This research was dedicated to the development of insoluble chelating polymers for use as adsorbents to abstract heavy metal ions from mining and industrial wastewater. Branched polyethylenimine (PEI), well known for its metal chelating potential, was cross linked by epichlorohydrin in order to convert it into a water-insoluble form. The water-insoluble property gives the advantage of being used in situ and a possibility of regeneration and re-use, making it a more feasible and cost-effective method. Its surface was also modified for selective removal of specifically-targeted heavy metal and metalloid ions.
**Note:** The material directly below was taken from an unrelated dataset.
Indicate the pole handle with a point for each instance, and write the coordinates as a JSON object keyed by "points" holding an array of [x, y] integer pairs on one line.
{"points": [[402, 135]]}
The binding affinity of the synthesized materials to heavy metal and metalloid ions has been determined as well as their ability to be regenerated for reuse. These processes demonstrated that cross-linked polyethylenimine (CPEI) exhibited good complexation ability with high affinity to Cr and some divalent metal ions such as Fe, Zn, and Ni. On the other hand, it showed very poor ability to bind oxo-anions such as SeO32- and AsO2- which has been attributed to the unavailability of suitable functional groups to interact with these ions. The observed order of complexation was: Cr > Zn> Fe >> Ni > Mn > Pb >> As > U > Se.
The phosphonated polyethylenimine (PCPEI) showed high selectivity for As, Mn and uranyl ions. The observed order of removal was: U > Mn> Ni > Zn > As >> Cr > Pb > Fe >> Hg > Se; whereas the suffocated polyethylenimine (SCPEI) exhibited high affinity to Se, and Hg. The observed order of adsorption was: Hg > Se >> U > Zn >Pb > Ni >> As > Cr > Fe.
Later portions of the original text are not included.